I wanted to do some more fanart for my all time favourite book, I've been working on and off for weeks on this and was close to giving up but I couldn't let Piranesi down so I persisted and am super happy with the result

Anya is live and ready to show you everything. Watch her strip, dance, and perform exclusive shows just for you. Interact in real-time and make your fantasies come true.
Free to watch ⢠No registration required ⢠HD streaming
my sister is so annoying to watch Star Wars with, all she does is ask where Obi-Wan is, even when he's like, RIGHT THERE, ON SCREEN, GIRL.
Palpatine just gave Anakin his sith name and my sister said "And Obi-Wan?"

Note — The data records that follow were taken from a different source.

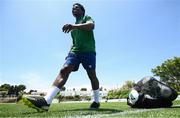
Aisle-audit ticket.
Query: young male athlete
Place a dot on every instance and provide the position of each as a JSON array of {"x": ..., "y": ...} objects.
[{"x": 82, "y": 52}]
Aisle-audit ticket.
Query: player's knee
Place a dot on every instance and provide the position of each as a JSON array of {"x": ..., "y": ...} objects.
[{"x": 65, "y": 70}]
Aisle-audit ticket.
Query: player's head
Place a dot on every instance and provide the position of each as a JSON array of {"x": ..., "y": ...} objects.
[
  {"x": 133, "y": 96},
  {"x": 78, "y": 10}
]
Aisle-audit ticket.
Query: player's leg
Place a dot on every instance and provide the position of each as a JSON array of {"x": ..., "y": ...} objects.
[
  {"x": 95, "y": 86},
  {"x": 58, "y": 83},
  {"x": 43, "y": 103},
  {"x": 89, "y": 63}
]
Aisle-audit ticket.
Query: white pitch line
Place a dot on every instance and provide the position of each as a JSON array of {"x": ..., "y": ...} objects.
[{"x": 111, "y": 115}]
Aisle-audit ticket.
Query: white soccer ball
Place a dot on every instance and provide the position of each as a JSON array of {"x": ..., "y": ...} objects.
[{"x": 133, "y": 96}]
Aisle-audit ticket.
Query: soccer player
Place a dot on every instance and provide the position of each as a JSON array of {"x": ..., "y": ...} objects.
[{"x": 82, "y": 52}]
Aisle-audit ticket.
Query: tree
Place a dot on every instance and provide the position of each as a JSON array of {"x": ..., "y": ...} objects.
[
  {"x": 169, "y": 72},
  {"x": 21, "y": 88},
  {"x": 83, "y": 89},
  {"x": 5, "y": 87}
]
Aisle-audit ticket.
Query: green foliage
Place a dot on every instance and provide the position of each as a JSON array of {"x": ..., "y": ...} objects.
[{"x": 169, "y": 72}]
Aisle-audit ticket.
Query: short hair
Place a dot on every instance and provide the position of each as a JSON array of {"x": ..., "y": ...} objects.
[{"x": 81, "y": 7}]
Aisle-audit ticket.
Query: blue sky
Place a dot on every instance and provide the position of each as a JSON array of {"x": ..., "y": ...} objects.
[{"x": 132, "y": 37}]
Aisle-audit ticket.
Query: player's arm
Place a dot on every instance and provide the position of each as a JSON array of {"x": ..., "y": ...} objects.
[{"x": 84, "y": 26}]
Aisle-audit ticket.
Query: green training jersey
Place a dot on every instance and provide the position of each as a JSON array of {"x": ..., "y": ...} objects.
[{"x": 83, "y": 40}]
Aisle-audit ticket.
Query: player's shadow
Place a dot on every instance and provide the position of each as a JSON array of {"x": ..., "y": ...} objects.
[
  {"x": 175, "y": 107},
  {"x": 103, "y": 110}
]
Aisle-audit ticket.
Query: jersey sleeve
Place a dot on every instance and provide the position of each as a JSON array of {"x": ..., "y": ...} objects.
[{"x": 88, "y": 19}]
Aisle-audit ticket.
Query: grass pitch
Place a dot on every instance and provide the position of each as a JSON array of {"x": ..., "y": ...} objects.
[{"x": 80, "y": 110}]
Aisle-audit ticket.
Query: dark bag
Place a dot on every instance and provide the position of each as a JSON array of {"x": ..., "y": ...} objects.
[{"x": 153, "y": 94}]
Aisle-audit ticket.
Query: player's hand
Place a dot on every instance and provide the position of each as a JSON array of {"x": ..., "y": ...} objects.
[{"x": 67, "y": 28}]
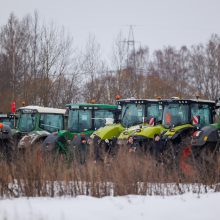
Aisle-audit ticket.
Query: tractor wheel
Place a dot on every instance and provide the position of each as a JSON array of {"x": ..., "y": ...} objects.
[
  {"x": 209, "y": 161},
  {"x": 7, "y": 149},
  {"x": 169, "y": 156},
  {"x": 186, "y": 158}
]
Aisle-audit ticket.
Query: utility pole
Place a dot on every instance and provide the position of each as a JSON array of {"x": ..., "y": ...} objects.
[{"x": 131, "y": 53}]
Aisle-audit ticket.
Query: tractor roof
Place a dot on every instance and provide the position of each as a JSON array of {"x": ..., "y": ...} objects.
[
  {"x": 41, "y": 109},
  {"x": 138, "y": 101},
  {"x": 89, "y": 105},
  {"x": 204, "y": 101}
]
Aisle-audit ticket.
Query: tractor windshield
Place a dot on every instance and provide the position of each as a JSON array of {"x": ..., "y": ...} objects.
[
  {"x": 27, "y": 122},
  {"x": 132, "y": 114},
  {"x": 51, "y": 122},
  {"x": 79, "y": 120},
  {"x": 154, "y": 110},
  {"x": 175, "y": 114},
  {"x": 201, "y": 114},
  {"x": 100, "y": 118}
]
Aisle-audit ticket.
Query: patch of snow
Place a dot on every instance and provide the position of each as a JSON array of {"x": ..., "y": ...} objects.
[{"x": 182, "y": 207}]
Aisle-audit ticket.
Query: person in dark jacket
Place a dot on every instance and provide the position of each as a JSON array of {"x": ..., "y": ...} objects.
[
  {"x": 83, "y": 150},
  {"x": 132, "y": 146}
]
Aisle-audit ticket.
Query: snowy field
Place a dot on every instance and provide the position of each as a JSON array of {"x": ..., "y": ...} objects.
[{"x": 182, "y": 207}]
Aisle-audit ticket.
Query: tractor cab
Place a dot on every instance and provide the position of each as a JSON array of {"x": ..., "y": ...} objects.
[
  {"x": 182, "y": 116},
  {"x": 83, "y": 120},
  {"x": 139, "y": 114},
  {"x": 90, "y": 117},
  {"x": 8, "y": 119},
  {"x": 35, "y": 123}
]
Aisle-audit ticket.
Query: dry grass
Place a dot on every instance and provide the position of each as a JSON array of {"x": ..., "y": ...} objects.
[{"x": 128, "y": 173}]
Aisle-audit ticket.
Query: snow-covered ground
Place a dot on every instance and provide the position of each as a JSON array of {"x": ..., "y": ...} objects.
[{"x": 182, "y": 207}]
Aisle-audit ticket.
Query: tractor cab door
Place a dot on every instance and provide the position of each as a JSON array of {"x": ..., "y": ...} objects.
[{"x": 201, "y": 114}]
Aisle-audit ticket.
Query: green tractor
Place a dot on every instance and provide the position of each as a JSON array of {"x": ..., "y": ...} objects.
[
  {"x": 35, "y": 123},
  {"x": 8, "y": 119},
  {"x": 83, "y": 120},
  {"x": 6, "y": 142},
  {"x": 203, "y": 154},
  {"x": 180, "y": 118},
  {"x": 135, "y": 114}
]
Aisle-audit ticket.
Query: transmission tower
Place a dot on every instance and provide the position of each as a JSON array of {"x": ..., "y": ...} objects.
[{"x": 131, "y": 53}]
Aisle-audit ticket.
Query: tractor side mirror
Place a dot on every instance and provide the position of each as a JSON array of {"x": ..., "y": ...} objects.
[
  {"x": 196, "y": 120},
  {"x": 152, "y": 121},
  {"x": 109, "y": 121}
]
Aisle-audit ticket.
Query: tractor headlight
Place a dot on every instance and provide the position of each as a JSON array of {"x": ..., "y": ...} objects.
[{"x": 205, "y": 138}]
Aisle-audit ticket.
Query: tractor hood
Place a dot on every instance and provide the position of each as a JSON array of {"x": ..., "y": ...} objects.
[
  {"x": 130, "y": 131},
  {"x": 109, "y": 131},
  {"x": 207, "y": 134},
  {"x": 149, "y": 132},
  {"x": 31, "y": 138},
  {"x": 172, "y": 132}
]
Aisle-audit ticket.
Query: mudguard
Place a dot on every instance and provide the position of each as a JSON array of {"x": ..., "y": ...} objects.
[
  {"x": 149, "y": 132},
  {"x": 32, "y": 138},
  {"x": 108, "y": 132},
  {"x": 208, "y": 134},
  {"x": 131, "y": 131},
  {"x": 5, "y": 132}
]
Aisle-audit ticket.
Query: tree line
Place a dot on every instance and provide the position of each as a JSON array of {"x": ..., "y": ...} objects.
[{"x": 39, "y": 65}]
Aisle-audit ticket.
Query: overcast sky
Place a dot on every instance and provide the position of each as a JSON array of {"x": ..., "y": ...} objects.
[{"x": 157, "y": 23}]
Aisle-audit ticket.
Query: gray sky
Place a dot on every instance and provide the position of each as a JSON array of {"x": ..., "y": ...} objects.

i WHEEZED. NSKJSNDFKJ I CAN'T SNDDSJ
She also asked where's Obi-Wan when PadmĂŠ and Anakin where hugging and making love eyes at each other. LMFAO
@kationella Star Wars Dir. George Lucas as per my sister's logic.
âProtestantâ is often used as a catch-all, but it flattens the depth of protestantism. There are many types of protestants. Presbyterians. Lutherans. Baptists. Continental reformed. Methodists. The Society of St Pius X.